Departments across the university had roughly equal influence and status. In particular, the humanities [history, literature, philosophy....] were respected and valued.
The only people getting grants were those who really needed them and it was easy to get them. Research groups were small.

The money era (roughly the 70s to 90s)
This coincided with the rise of MBAs and neoliberalism.
The number of "research universities" dramatically increased. Higher education became "massified" and a "sector" in the economy. Australian universities received significant income from international students. Departments fought each other for EFTSUs [Effective Full Time Student Units] because that determined departmental income. The best curriculum for students [e.g. engineering students taking physics courses or chemistry students taking mathematics courses] became of tangential importance. In the USA the total funding income of an individual had a significant effect on hiring, tenure, and promotion decisions. Publication rates and total "outputs" became important.
Administration became a [highly paid] career trajectory. Faculty became a minority among the university employees.
The internal influence of the humanities declined because they did not bring much money into the university. Science and engineering had much more clout.
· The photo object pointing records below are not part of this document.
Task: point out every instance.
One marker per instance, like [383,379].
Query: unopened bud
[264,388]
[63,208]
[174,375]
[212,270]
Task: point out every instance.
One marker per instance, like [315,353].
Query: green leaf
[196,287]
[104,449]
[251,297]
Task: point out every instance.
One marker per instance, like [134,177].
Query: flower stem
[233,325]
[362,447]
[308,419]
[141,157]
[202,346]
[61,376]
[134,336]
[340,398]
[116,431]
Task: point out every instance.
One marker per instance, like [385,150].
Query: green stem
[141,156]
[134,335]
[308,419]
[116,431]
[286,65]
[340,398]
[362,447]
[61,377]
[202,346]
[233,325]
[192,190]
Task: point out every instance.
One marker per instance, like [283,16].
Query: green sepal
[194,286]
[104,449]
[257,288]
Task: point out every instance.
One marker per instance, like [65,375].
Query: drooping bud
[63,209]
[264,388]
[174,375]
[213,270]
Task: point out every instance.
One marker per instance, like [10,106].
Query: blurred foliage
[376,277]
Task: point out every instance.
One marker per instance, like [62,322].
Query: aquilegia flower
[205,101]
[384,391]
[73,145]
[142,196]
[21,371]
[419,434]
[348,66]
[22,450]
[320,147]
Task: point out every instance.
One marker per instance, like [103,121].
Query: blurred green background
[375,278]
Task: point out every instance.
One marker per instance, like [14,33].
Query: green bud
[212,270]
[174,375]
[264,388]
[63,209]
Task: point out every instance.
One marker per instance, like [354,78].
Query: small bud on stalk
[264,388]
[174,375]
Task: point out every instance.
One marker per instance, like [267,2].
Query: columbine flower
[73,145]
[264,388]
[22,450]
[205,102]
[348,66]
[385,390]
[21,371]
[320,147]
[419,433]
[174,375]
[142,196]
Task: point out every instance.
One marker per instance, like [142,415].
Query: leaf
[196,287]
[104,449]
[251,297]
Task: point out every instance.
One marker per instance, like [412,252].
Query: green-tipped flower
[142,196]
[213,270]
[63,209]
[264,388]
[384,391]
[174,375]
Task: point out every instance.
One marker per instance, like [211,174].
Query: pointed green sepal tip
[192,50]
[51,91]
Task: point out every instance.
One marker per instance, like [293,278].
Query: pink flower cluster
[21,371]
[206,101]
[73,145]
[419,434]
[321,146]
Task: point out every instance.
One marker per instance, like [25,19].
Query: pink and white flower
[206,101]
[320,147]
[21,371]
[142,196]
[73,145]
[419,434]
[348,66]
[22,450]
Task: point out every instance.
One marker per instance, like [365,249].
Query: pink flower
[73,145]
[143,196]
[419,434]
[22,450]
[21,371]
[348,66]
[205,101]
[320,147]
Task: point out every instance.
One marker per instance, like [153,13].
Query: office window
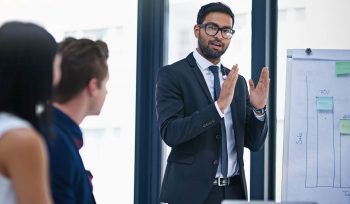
[305,24]
[108,150]
[182,18]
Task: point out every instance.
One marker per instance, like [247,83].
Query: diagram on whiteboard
[317,150]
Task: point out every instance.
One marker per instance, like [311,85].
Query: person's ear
[92,86]
[196,30]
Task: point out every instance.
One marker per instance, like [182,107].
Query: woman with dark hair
[27,54]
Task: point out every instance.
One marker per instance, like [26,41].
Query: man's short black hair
[213,7]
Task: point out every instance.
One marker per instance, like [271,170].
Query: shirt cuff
[219,111]
[260,117]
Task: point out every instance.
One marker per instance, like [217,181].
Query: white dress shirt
[203,65]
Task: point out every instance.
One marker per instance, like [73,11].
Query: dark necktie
[224,156]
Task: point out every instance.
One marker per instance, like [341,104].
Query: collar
[202,62]
[70,126]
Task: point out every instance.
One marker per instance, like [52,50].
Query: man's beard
[207,52]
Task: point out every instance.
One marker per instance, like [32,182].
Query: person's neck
[214,61]
[74,109]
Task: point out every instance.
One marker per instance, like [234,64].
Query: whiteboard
[316,153]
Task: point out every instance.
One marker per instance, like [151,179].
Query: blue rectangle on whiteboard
[324,103]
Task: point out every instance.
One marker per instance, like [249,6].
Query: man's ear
[196,30]
[92,86]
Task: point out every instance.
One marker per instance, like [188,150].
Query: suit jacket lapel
[199,75]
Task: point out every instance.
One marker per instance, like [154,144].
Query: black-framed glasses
[212,29]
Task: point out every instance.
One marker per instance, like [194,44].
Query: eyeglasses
[212,29]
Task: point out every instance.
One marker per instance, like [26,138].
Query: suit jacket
[69,180]
[190,124]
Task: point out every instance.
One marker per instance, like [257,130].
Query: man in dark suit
[207,116]
[81,92]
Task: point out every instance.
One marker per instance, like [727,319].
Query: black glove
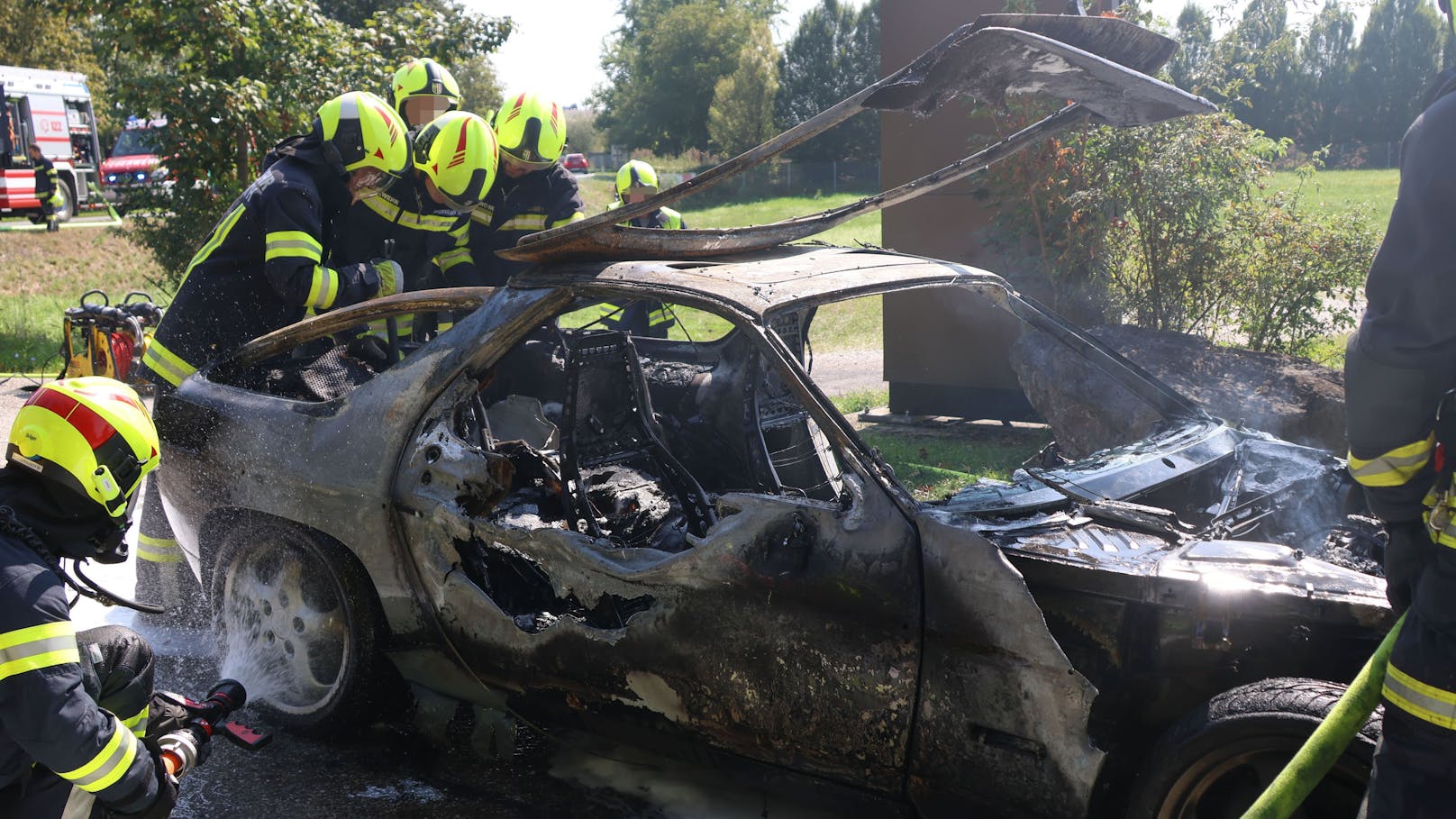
[167,713]
[1406,552]
[390,278]
[167,795]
The status era (the 21st century)
This coincided with a rise in metrics, rankings, and luxury journals.
All grants are no longer equal. Getting a grant is difficult and so just getting one is important for your "status" and career, even if you don't really need it, or if the dollar amount is relatively small. Furthermore, some grants have a higher status than others, particularly those with low success rates. In Australia a Future Fellowship helps you get promoted and in the USA an NSF CAREER award helps you get tenure. It is not just the money. It is the status.
The humanities have regained some status and influence because their faculty can win prizes, publish books with Oxford and Cambridge UP, or win "prestigious" fellowships.
I think basic science has also increased its influence and status.
[Personally, my career struggled in Australia in the 90s and took off after 2000 and I think this is largely due to an environmental transition not my own merits. My grant income or scientific output did not change significantly during this time].
"High profile" faculty may not "pay their way" in terms of grant or student income, but they are perceived (arguably wrongly) to help climb the rankings. Faculty who teach large numbers of students [which generates significant income] or get large $ industrial grants are appreciated less. Letters of reference play a much less influential role. Sometimes they are not even called for or if they are they may not even be read.

I freely acknowledge that scholarship, money, and status are not completely decoupled from one another. But, the question is which is the dominant value.

What do you think? Are these reasonable historical observations?


  1. Ross, I think this is a good overall summary of how we got to where we are.
    I would quibble slightly with your comment at the end that industrial funding is appreciated less than other funding. At least in my environment, industrial funding is respected and highly desirable, in part because the amount of money it is possible to generate in this way can be large compared to government sources. But my view on this is probably biased by being at an institution that is very engineering-centric.

    1. David,
      Thanks for the helpful comment. I agree that I over-stated the case. Certainly in some environments, such as yours, the claim is not valid. However, one reason I wrote this post was because I was recently quite surprised that I encountered some situations where my claim was true.

  2. Your summary corresponds to my experience.

  3. I don't disagree, but I think it's important to recognize that a core of idealism lingers in the faculty: some people still devote their lives to uncynical values, and most faculty still have a deep (though often hidden) respect for the Academy. We have always been at war with the philistines; only the battleground changes.

    1. Jess,
      Thanks for the comment. I agree completely that many faculty, including myself, still have high scholastic ideals. We should not give up on these values either and succumb to the pressure from our environments.